En ce 25 avril, un défilé met en lumière la guerre de la Chine communiste contre la foi

Une pratiquante de Falun Gong évoque sa participation à l'appel historique lancé à Pékin le 25 avril 1999 qui, sans le savoir à l'époque, annonçait la campagne de persécution brutale qui fait toujours rage aujourd'hui

Par Eva Fu
25 avril 2023 13:27 Mis à jour: 29 avril 2023 18:03

NEW YORK – Il y a 24 ans, des milliers de citoyens chinois se sont rassemblés devant le siège du Parti communiste chinois, Zhongnanhai, au cœur de Pékin.

Ils pratiquaient le Falun Gong et étaient là pour demander pacifiquement au régime communiste de mettre fin au harcèlement et à la répression infligés à leurs pairs par les autorités locales. Moins de trois mois plus tard, le régime allait lancer une campagne de persécution totale contre cette pratique spirituelle.

Ce dimanche, à Flushing, dans l’État de New York, environ quatre mille personnes ont participé à un défilé pour commémorer l’appel historique de Zhongnanhai et réclamer la fin de la persécution du Falun Gong par le PCC.

L’une de ces personnes se nomme Elsie He, une habitante de New York âgée d’une quarantaine d’années. Il y a 24 ans, presque jour pour jour, elle faisait partie de ceux qui se sont rassemblés à Pékin.

Avec le recul, son rôle s’apparente à celui d’un témoin de l’histoire. Ce fut une journée qui, bien qu’apparemment sans histoire pour elle à l’époque, allait laisser une trace profonde dans sa mémoire.

Une manifestation pacifique

Un tel dimanche pour Elsie, alors étudiante en première année d’université, aurait normalement été un jour de lecture, d’étude pour ses cours ou de méditation.

Pourtant, ce 25 avril 1999, sous un ciel nuageux, l’étudiante, vêtue de sa tenue habituelle — une veste légère en coton, un long pantalon sombre et des chaussures de sport — et ses longs cheveux noirs attachés en queue de cheval, a enfourché une bicyclette avec trois amis au petit matin. Leur destination fut Zhongnanhai.

Il était environ 7 ou 8 heures du matin, trop tôt pour qu’Elsie s’aventure hors du dortoir de l’école un jour de congé, et il y avait peu de piétons dans la rue. Jusqu’à ce qu’elle atteigne la rue Fuyou, qui mène au complexe. Là, des foules de gens et d’autres encore affluaient. Ils parlaient doucement, formant une longue file sur le trottoir, et évitaient soigneusement de marcher sur la route ou de bloquer la circulation. La plupart des gens se tenaient tranquillement immobiles. Certains s’asseyaient pour méditer ou lire. Quelques-uns se passaient des sacs en plastique pour ramasser les ordures.
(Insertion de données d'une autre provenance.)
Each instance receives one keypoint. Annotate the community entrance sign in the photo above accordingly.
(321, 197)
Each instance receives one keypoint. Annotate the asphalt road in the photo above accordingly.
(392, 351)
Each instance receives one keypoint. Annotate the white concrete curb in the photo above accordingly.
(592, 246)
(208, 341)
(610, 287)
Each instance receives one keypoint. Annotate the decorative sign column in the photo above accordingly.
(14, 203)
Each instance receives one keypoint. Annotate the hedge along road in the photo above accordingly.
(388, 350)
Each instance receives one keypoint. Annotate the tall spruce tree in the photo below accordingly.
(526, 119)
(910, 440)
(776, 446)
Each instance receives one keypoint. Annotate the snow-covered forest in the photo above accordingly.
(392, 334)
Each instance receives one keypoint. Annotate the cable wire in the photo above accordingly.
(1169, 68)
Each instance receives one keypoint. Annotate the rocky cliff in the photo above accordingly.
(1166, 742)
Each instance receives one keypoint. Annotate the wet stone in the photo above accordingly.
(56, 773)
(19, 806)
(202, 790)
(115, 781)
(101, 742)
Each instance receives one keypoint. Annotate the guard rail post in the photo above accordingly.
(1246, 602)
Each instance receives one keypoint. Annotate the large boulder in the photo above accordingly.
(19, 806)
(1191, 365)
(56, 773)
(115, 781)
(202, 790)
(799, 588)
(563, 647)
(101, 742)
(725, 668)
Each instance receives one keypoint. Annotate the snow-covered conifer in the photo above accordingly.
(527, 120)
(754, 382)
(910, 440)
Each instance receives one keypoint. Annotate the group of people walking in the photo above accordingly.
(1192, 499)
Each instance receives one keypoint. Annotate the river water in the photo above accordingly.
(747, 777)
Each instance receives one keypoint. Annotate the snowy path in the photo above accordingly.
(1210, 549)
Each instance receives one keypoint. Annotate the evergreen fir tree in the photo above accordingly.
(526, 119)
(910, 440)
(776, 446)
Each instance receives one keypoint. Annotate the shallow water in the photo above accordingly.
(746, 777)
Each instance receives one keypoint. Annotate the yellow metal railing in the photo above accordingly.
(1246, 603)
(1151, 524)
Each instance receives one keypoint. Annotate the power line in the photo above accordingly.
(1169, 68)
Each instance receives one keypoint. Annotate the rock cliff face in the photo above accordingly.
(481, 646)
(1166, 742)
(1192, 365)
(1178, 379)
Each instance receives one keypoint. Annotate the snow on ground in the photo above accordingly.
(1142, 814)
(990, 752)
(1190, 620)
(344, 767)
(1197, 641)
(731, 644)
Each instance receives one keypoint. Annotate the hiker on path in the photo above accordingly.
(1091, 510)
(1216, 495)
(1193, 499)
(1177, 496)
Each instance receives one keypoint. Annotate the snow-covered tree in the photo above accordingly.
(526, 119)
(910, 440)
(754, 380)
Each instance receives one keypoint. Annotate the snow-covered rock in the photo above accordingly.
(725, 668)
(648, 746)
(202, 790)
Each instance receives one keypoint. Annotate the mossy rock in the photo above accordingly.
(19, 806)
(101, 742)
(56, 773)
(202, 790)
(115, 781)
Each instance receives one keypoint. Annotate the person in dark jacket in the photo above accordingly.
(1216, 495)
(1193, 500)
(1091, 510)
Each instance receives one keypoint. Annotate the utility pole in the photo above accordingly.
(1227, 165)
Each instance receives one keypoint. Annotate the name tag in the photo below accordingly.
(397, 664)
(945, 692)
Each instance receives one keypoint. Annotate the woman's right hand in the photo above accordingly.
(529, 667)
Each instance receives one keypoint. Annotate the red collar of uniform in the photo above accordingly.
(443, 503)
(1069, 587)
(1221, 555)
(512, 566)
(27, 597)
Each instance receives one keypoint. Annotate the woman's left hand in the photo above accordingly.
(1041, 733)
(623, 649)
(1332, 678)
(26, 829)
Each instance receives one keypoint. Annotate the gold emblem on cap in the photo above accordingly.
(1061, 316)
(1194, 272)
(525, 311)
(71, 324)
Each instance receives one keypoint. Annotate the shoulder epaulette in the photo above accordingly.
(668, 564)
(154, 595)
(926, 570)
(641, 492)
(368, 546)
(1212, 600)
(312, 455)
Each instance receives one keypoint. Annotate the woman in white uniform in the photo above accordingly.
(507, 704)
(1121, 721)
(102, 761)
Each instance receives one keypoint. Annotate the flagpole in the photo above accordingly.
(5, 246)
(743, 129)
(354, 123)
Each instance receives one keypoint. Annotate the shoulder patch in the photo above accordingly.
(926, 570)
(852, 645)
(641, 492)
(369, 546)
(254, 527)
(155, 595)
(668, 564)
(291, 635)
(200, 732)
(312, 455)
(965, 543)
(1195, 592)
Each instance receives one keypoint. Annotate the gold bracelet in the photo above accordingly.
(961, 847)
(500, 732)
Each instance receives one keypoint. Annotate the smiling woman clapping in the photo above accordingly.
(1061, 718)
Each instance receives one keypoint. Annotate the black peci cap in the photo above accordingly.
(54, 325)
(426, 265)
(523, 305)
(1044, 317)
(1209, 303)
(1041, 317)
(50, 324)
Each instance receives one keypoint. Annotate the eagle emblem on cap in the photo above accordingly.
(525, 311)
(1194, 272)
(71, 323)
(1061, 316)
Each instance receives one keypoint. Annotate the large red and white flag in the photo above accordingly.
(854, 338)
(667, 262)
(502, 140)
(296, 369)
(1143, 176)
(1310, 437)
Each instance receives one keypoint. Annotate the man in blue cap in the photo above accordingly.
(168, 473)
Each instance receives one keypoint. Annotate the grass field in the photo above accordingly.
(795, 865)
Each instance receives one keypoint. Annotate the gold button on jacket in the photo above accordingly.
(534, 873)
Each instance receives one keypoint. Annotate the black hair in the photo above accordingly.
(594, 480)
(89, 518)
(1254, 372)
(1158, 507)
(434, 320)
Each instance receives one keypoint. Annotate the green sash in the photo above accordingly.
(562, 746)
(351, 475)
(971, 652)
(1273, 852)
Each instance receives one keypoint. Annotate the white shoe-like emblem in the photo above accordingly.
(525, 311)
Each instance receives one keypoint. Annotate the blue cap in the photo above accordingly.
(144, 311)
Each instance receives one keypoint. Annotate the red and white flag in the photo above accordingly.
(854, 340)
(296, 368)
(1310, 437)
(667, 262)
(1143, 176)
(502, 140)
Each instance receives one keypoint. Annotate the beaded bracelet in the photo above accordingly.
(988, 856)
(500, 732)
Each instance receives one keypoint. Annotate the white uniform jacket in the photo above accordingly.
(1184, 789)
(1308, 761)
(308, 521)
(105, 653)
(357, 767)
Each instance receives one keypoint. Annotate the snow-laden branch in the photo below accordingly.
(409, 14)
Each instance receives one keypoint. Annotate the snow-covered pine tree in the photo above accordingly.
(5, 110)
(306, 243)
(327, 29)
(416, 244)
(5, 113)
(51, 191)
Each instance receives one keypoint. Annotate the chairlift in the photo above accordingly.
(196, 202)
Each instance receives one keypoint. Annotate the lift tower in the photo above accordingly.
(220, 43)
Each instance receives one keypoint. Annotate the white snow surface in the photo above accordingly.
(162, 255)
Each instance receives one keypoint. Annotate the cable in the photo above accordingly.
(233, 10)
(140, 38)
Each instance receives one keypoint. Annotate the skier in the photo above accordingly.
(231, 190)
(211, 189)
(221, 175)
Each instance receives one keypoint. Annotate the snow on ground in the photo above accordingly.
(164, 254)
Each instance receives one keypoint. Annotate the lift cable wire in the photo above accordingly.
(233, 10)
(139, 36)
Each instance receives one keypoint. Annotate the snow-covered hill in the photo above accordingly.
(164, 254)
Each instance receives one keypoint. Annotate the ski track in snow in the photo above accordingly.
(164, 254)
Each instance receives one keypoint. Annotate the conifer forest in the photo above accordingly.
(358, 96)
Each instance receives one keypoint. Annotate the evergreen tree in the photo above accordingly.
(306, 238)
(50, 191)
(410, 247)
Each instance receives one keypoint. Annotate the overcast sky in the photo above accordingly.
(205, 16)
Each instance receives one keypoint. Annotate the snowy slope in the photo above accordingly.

À la fin de cette journée du 25 avril 1999, environ 10.000 personnes étaient venues de tout le pays pour réclamer un environnement leur permettant de pratiquer librement le Falun Gong, la discipline spirituelle qui, selon de nombreux observateurs, améliore le bien-être mental et physique. Il s’agissait de la plus grande manifestation pacifique organisée en Chine depuis que le régime, déployant des chars et des fusils, avait expulsé les manifestants pro-démocratie de la place Tian’anmen, située à proximité, dix ans plus tôt.

Des pratiquants de Falun Gong se tiennent au bord de la route, le long des murs de Zhongnanhai, le 25 avril 1999. (Minghui.org)

Elsie, qui portait un petit sac à dos en toile contenant le principal enseignement du Falun Gong, un livre intitulé « Zhuan Falun », ainsi qu’un pain plat au sésame comme repas de la journée, avait perdu de vue ses amis peu de temps après son arrivée. Elle a attendu dans la foule jusqu’à la tombée de la nuit, puis est partie lorsque la nouvelle s’est répandue : le Premier ministre de l’époque, Zhu Rongji, avait rencontré les délégués du Falun Gong et les avait assurés de son soutien.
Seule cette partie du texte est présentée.